El desafío procedente de la derecha
Sin embargo, la opción la que nos enfrentamos en el periodo que se avecina no pasa por elegir entre la Izquierda y la Socialdemocracia Global. ¡Sería una elección harto sencilla! Porque lo cierto es podría comenzar a articularse una respuesta que fuera anti-neoliberal en materia económica, al menos retóricamente, populista en materia social, pero excluyente en sus políticas, es decir, evocadora de solidaridades de tribu, no de pueblo. Ya hemos empezado a ver algo de eso en la actitud del presidente francés Sarkozy. Tras declarar que “el capitalismo de laissez-faire ha muerto”, creó un fondo de inversión estratégico de 20 mil millones de euros para promover la innovación tecnológica, mantener las industrias más avanzadas en manos francesas y conservar puestos de trabajo. “El día que dejemos de construir trenes, aviones, automóviles y barcos, ¿qué quedará de la economía francesa?”, se preguntó retóricamente hace unos días. “Recuerdos. Yo no quiero hacer de Francia una mera reserva turística”. Este tipo de política industrial agresiva, tendente a reagrupar a los sectores clave de la clase capitalista francesa y a ganar ascendiente sobre la clase obrera blanca tradicional del país, puede muy bien ir de la mano con las políticas excluyentes y anti-inmigratorias con que ha venido asociándose al presidente francés.

El populismo conservador de Sarkozy es relativamente templado. Los hay más radicales aguardando en los márgenes, como el movimiento antimusulmán de Gerd Wilders en Holanda, al que se augura un 28% de escaños en las próximas elecciones parlamentarias merced a una oportuna amalgama de solidaridad comunal, teoría económica populista y liderazgo autoritario. Por doquiera en el mundo desarrollado hay movimientos de este tipo, y lo que a mí me preocupa es que la crisis en curso pueda abrirles el camino para lograr alcanzar una masa crítica.

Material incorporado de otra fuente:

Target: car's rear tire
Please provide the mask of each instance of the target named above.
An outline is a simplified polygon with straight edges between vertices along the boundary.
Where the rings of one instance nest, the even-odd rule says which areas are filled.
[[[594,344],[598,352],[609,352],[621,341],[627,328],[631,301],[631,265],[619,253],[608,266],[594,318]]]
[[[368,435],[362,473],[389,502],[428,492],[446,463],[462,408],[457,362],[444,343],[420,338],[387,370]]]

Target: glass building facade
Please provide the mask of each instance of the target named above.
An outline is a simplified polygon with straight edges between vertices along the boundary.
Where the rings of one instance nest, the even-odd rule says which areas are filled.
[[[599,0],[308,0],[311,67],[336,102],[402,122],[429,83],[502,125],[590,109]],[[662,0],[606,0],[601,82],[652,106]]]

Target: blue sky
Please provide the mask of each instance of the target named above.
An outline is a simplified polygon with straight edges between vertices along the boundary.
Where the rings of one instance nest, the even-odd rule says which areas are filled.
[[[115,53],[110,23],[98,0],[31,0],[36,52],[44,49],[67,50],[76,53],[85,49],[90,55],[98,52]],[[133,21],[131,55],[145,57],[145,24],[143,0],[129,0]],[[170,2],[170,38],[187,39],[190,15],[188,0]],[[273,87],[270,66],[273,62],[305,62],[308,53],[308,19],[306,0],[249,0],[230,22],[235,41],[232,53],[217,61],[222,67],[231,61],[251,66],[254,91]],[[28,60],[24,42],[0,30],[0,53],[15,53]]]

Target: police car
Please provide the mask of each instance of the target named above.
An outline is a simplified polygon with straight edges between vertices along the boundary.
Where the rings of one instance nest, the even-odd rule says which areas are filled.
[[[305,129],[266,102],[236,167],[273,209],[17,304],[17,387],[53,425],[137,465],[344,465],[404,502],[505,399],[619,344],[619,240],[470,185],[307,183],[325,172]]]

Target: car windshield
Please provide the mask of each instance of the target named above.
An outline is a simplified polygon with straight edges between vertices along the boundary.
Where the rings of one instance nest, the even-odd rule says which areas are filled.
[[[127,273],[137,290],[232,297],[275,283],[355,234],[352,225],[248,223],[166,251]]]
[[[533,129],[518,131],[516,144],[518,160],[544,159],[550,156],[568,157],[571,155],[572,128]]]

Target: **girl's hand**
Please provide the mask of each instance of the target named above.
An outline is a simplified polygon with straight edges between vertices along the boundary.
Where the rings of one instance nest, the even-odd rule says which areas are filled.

Porque las cosas irán a peor, a mucho peor, antes de comenzar a ir mejor, y la crisis global no es algo que pueda gestionarse tecnocráticamente, como si se tratara del aterrizaje suave realizado hace unas semanas por el piloto de US Airways en el río Hudson en Nueva York. Si la Socialdemocracia Global fracasa en su intento de revigorizar el capitalismo y la Izquierda es incapaz de articularse con una visión programática fundada en la igualdad, la justicia y la democracia participativa que resulte atractiva para el pueblo en un período de crisis grave y duradera, entonces otras fuerzas se aprestarán a llenar el vacío, como ocurrió en los años 30 del siglo pasado. Si hay algo que Rosa Luxemburgo, Gramsci y Lenin pueden enseñarnos hoy es que no bastan la buena voluntad, los valores y la visión; que, al final, es decisiva la política, entendida como una visión de poder, como una estrategia efectiva de construcción de coaliciones y como astutas y flexibles tácticas de formación de una masa crítica para ganar poder, como una actividad con dimensiones parlamentarias y extraparlamentarias. La naturaleza tiene horror al vacío, y nosotros tenemos que estar dispuestos a llenar el vacío. O perderemos. Y eso no podemos permitírnoslo ahora.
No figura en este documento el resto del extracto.